Security for the Smart Home: Who’s Responsible?

This article is the second in a two-part series. Read the first part here.

by David West

Unlike enterprise and PC security, where the responsibility lies mainly with the end user organization, security for the smart home is primarily the responsibility of the OEM building the devices. However, the OEM is not solely responsible. Everyone involved in the development and deployment of the device plays an important role.

The role of the OEM
The OEM plays the primary role in security. They are ultimately responsible for specifying security requirements, implementing security in the smart home devices, and testing to ensure security requirements are met under a variety of conditions. The OEM is also responsible for selecting the operating system and processor, and for using security protocols, secure authentication, and protection mechanisms, such as an endpoint firewall. The OEM must also check and recheck their application level software for vulnerabilities that could be compromised by a determined attack.

The role of the OS vendor
While it is the role of the OEM to select the operating system, the OS vendor (or open source community creating and maintaining the OS) is responsible for ensuring the security of the OS itself. Typical communication protocols and services are bundled with the operating system and often provide the main attack vectors for hackers.   The OS vendor is responsible for ensuring the security of each of the components they provide.

The role of the chip vendor
Chip vendors also play a key role in embedded device security. They are designing and manufacturing processors with built-in code verification capabilities, physical tampering detection, and encryption engines. Each feature allows OEMs to develop and deploy devices which verify they are running authentic code and detect when someone has physically opened a device. Once these events are tripped, they can then shut the device down or report the event to prevent additional tampering.

The role of the specialized security companies
OEMs, end users, and even RTOS companies do not always have the expertise ensuring all aspects of device security are addressed. Companies specializing in embedded device security provide expertise, tools, specialized security solutions, and security audit services. These companies play a critical role in embedded device security by verifying compliance with security standards, providing education to OEMs and end users, and testing devices to ensure they are not vulnerable to cyber-attacks.

The role of the end user
The end user is depending upon the OEM to build smart home devices and networks equipped with adequate security capability. However, the end user must ensure the device is deployed in a secure manner. They must properly set complex passwords, enable authentication, and perform any other steps required for security. Most security breaches are caused by simple carelessness. People are prone to using weak or default passwords, leaving their device open to attack.
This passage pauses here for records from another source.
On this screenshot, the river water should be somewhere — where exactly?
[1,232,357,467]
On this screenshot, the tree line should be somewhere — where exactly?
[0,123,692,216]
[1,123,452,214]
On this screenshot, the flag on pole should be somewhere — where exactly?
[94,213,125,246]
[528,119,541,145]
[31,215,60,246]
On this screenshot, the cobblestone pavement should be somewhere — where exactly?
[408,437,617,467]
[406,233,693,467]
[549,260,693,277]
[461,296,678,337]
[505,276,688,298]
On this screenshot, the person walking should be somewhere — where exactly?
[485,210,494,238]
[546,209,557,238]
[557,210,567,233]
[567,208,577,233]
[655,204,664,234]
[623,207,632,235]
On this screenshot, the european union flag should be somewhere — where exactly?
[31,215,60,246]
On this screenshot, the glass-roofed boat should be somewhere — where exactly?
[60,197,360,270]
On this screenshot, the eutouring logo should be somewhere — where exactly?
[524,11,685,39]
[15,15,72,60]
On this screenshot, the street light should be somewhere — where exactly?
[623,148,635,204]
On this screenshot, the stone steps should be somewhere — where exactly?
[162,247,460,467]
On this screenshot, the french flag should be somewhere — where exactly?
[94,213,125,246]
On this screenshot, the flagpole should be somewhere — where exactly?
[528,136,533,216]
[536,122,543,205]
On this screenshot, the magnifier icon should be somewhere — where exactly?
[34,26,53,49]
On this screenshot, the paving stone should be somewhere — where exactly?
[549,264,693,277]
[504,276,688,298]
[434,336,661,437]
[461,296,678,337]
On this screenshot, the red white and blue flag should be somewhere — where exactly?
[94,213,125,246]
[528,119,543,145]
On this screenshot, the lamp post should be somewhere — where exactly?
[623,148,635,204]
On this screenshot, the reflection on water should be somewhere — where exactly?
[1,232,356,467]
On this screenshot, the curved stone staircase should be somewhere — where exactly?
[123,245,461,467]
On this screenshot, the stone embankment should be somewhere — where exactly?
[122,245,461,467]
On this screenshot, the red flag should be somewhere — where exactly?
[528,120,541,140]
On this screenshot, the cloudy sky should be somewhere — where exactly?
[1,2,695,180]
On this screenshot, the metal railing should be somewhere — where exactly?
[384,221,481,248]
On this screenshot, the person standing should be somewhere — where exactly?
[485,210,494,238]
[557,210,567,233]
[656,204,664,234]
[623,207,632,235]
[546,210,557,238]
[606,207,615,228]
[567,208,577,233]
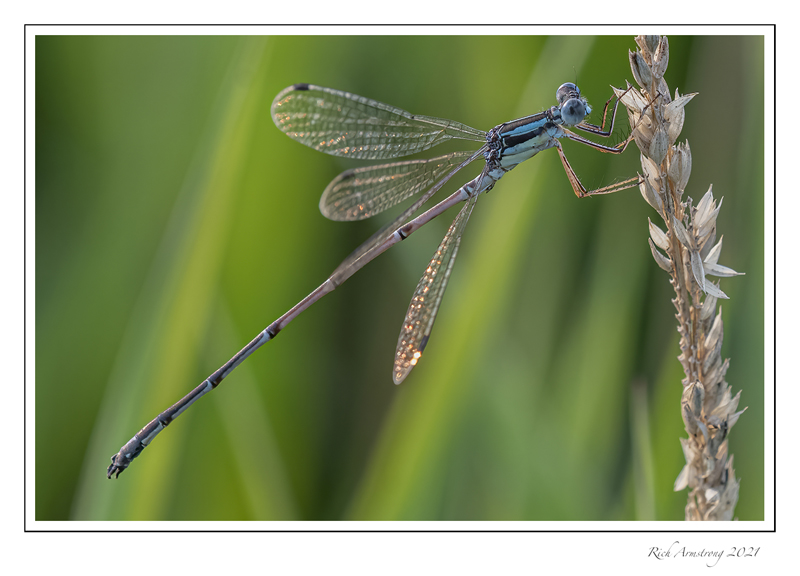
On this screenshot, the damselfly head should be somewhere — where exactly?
[556,82,592,126]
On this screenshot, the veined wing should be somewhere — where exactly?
[319,152,473,221]
[330,144,487,285]
[271,84,486,160]
[392,195,478,384]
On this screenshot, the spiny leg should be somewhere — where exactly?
[556,141,639,198]
[575,86,633,138]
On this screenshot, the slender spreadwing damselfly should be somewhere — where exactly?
[107,83,639,478]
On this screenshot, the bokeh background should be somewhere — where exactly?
[36,36,772,520]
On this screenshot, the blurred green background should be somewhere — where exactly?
[34,36,765,520]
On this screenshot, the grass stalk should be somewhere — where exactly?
[616,36,744,520]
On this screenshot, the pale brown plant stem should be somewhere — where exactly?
[617,36,744,520]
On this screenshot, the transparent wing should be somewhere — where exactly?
[272,84,486,160]
[330,145,486,285]
[319,152,472,221]
[393,196,478,384]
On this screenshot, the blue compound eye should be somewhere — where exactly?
[561,98,586,126]
[556,82,581,106]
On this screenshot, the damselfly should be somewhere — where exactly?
[107,83,638,478]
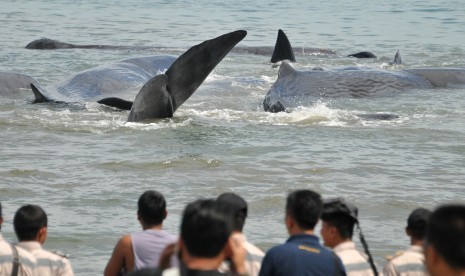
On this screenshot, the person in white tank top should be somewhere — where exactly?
[104,190,178,276]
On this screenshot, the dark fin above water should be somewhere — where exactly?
[31,83,52,103]
[25,38,76,50]
[128,30,247,122]
[348,51,377,58]
[97,97,132,110]
[271,29,295,63]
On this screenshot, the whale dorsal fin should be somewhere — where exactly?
[128,30,247,122]
[278,61,296,78]
[31,83,52,103]
[392,50,402,64]
[271,29,295,63]
[97,97,132,110]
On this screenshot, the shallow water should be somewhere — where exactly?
[0,0,465,275]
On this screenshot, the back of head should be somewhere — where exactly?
[216,193,247,232]
[407,208,432,240]
[181,199,232,258]
[13,205,47,241]
[137,190,166,225]
[321,197,358,239]
[426,205,465,270]
[286,190,323,230]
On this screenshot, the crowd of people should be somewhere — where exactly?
[0,189,465,276]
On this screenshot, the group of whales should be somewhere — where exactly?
[0,30,465,122]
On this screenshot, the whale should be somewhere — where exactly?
[25,33,338,56]
[0,30,247,122]
[263,30,465,113]
[263,58,465,112]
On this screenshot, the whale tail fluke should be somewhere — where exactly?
[128,30,247,122]
[31,83,52,103]
[271,29,295,63]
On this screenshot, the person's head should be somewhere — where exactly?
[137,190,167,226]
[216,193,247,232]
[320,198,358,248]
[13,204,47,243]
[286,190,323,235]
[181,199,232,258]
[405,208,432,241]
[425,205,465,276]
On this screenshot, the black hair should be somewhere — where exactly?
[216,193,247,232]
[137,190,166,225]
[321,213,355,239]
[286,190,323,230]
[13,204,47,241]
[426,204,465,269]
[181,199,232,258]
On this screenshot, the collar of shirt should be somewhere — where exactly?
[333,241,356,252]
[287,234,319,244]
[18,241,42,252]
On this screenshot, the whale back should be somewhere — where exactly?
[0,72,37,96]
[43,55,176,102]
[264,61,431,112]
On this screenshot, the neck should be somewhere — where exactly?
[182,252,224,270]
[410,238,423,246]
[142,224,163,230]
[289,229,315,236]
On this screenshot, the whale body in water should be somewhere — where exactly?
[0,30,247,122]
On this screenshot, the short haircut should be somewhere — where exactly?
[137,190,166,225]
[407,208,432,240]
[286,190,323,230]
[426,204,465,269]
[181,199,232,258]
[216,193,247,232]
[321,213,355,239]
[13,204,47,241]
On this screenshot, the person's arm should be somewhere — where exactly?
[103,235,134,276]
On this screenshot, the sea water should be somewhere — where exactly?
[0,0,465,275]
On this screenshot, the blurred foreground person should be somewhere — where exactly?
[320,198,378,276]
[13,205,73,276]
[425,205,465,276]
[125,199,246,276]
[216,193,265,276]
[260,190,346,276]
[0,203,37,276]
[383,208,431,276]
[104,190,177,276]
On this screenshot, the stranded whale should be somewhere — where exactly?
[263,58,465,112]
[263,30,465,112]
[25,33,337,56]
[0,30,247,122]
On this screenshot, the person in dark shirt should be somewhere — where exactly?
[259,190,346,276]
[424,204,465,276]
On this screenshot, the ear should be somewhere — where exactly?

The Role of Home Service Provider (cable company, broadband supplier, cellular phone company)
When Smart Home services are hosted by a service provider, they play a key role in security. Service Providers have the resources ensuring security is included in the network design and have enough market muscle to influence OEMs to build security into their products. An OEM is much more likely to implement security features to a service provider purchasing thousands of devices than they are to listen to an end user buying a single device. Service providers also ensure devices are deployed with secure passwords and with property security settings. The network needs need to be protected as well as the specific devices and other endpoints connected to the network.

The only way to ensure smart home security is through the coordinated effort of everyone involved in the development and use of the product. Unfortunately, no one group can, by their efforts alone, ensure a device is secure. However, a failure to implement or properly use security at any stage in the process results in significant security loopholes.

David West is the director of engineering for Icon Labs.